University of Science and Technology of China, 230026, Hefei, China.
Cell Death Dis. 2020 Apr 24;11(4):281. doi: 10.1038/s41419-020-2476-2.
Many chemotherapy treatments induce apoptosis or pyroptosis through BAK/BAX-dependent mitochondrial pathway. BAK/BAX activation causes the mitochondrial outer membrane permeabilization (MOMP), which induces the activation of pro-apoptotic caspase cascade. GSDME cleavage by the pro-apoptotic caspases determines whether chemotherapy drug treatments induce apoptosis or pyroptosis, however, its regulation mechanisms are not clear. In this study, we showed that TNFα+CHX and navitoclax-induced cancer cell pyroptosis through a BAK/BAX-caspase-3-GSDME signaling pathway. GSDME knockdown inhibited the pyroptosis, suggesting the essential role of GSDME in this process. Interestingly, GSDME was found to be palmitoylated on its C-terminal (GSDME-C) during chemotherapy-induced pyroptosis, while 2-bromopalmitate (2-BP) could inhibit the GSDME-C palmitoylation and chemotherapy-induced pyroptosis. Mutation of palmitoylation sites on GSDME also diminished the pyroptosis induced by chemotherapy drugs. Moreover, 2-BP treatment increased the interaction between GSDME-C and GSDME-N, providing a potential mechanism of this function. Further studies indicated several ZDHHC proteins including ZDHHC-2,7,11,15 could interact with and palmitoylate GSDME. Our findings offered new targets to achieve the transformation between chemotherapy-induced pyroptosis and apoptosis.
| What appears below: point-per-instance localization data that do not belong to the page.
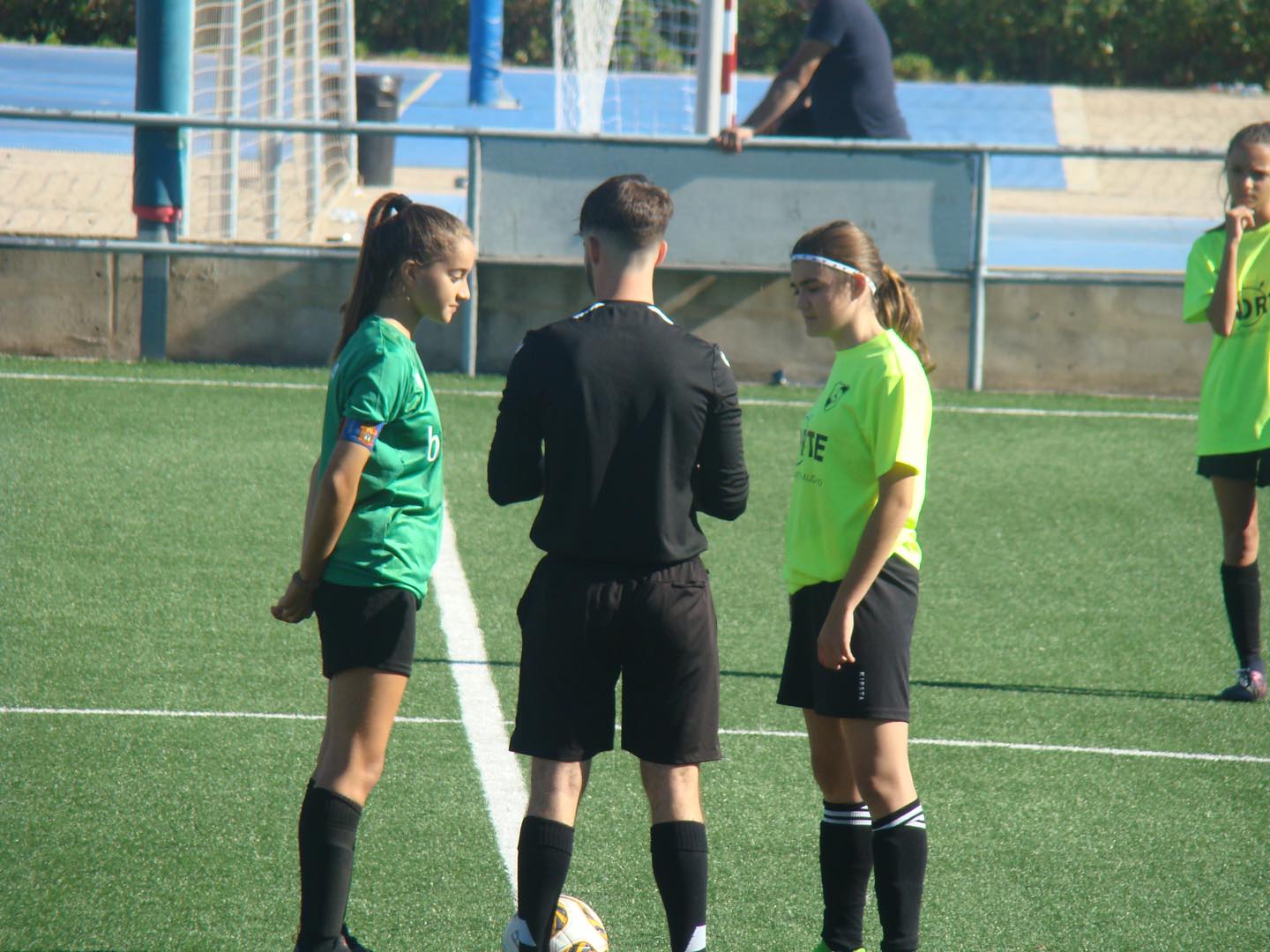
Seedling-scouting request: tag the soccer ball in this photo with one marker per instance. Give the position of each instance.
(577, 928)
(574, 928)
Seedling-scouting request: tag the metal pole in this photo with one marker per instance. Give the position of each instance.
(469, 352)
(709, 66)
(271, 107)
(979, 271)
(348, 100)
(228, 81)
(155, 270)
(311, 60)
(164, 84)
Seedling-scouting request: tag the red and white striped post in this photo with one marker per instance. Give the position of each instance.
(716, 66)
(728, 81)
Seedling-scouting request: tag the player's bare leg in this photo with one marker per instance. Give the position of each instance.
(846, 833)
(361, 709)
(680, 850)
(1241, 583)
(879, 758)
(545, 847)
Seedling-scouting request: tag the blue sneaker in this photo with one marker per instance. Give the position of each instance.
(1250, 684)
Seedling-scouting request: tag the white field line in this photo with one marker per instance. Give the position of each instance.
(732, 732)
(217, 715)
(748, 401)
(499, 772)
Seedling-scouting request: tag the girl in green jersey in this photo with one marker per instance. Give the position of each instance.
(851, 562)
(1227, 286)
(371, 532)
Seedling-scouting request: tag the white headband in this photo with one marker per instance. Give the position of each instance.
(836, 265)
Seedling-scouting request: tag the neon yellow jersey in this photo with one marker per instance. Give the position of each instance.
(1235, 398)
(874, 413)
(392, 536)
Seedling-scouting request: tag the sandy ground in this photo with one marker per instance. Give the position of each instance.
(89, 195)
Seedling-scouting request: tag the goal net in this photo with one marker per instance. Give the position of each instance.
(626, 66)
(270, 60)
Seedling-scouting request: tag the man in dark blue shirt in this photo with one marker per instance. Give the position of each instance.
(840, 83)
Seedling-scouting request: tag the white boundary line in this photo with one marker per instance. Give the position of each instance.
(219, 715)
(499, 772)
(730, 732)
(748, 401)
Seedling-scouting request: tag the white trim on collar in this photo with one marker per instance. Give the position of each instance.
(654, 309)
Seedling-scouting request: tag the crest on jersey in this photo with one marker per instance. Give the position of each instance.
(836, 395)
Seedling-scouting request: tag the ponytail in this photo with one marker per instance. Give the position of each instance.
(898, 309)
(397, 230)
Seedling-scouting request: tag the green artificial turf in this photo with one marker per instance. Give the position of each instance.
(1070, 598)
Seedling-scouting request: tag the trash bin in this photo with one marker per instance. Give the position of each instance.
(376, 101)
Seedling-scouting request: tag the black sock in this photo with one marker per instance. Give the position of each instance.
(681, 870)
(326, 834)
(1241, 585)
(900, 873)
(542, 866)
(846, 861)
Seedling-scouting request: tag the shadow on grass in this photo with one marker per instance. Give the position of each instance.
(1020, 688)
(945, 684)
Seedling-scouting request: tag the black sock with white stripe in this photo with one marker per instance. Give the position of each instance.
(900, 873)
(328, 837)
(846, 861)
(542, 865)
(1241, 589)
(681, 868)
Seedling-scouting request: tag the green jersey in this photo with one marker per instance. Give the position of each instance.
(378, 397)
(874, 413)
(1235, 398)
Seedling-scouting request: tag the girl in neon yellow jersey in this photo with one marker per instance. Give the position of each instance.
(1229, 286)
(371, 534)
(851, 568)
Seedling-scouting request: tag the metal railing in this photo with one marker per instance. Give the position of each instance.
(978, 274)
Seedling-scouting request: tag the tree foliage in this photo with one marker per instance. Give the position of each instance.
(1085, 42)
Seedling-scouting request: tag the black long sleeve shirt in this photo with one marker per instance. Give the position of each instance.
(628, 427)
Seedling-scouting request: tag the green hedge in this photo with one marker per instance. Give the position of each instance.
(1084, 42)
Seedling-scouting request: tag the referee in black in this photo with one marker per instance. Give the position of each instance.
(628, 427)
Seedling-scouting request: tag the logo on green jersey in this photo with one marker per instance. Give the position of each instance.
(836, 395)
(1252, 305)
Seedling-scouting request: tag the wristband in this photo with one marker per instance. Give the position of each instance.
(308, 585)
许多化疗药物通过 BAK/BAX 依赖性线粒体途径诱导细胞凋亡或细胞焦亡。BAK/BAX 的激活导致线粒体膜通透性改变(MOMP),进而激活促凋亡的半胱氨酸天冬氨酸蛋白酶级联反应。促凋亡的半胱氨酸天冬氨酸蛋白酶对 GSDME 的切割决定了化疗药物治疗是诱导细胞凋亡还是细胞焦亡,但具体的调控机制尚不清楚。在这项研究中,我们表明 TNFα+CHX 和 navitoclax 通过 BAK/BAX-caspase-3-GSDME 信号通路诱导癌细胞焦亡。GSDME 敲低抑制了细胞焦亡,表明 GSDME 在这一过程中起关键作用。有趣的是,我们发现 GSDME 在化疗诱导的细胞焦亡过程中其 C 端(GSDME-C)发生棕榈酰化,而 2-溴棕榈酸(2-BP)可以抑制 GSDME-C 的棕榈酰化和化疗诱导的细胞焦亡。GSDME 棕榈酰化位点的突变也减少了化疗药物诱导的细胞焦亡。此外,2-BP 处理增加了 GSDME-C 和 GSDME-N 之间的相互作用,为这一功能提供了一个潜在的机制。进一步的研究表明,几种 ZDHHC 蛋白,包括 ZDHHC-2、7、11、15,可以与 GSDME 相互作用并对其进行棕榈酰化。我们的研究结果为实现化疗诱导的细胞焦亡和细胞凋亡之间的转化提供了新的靶点。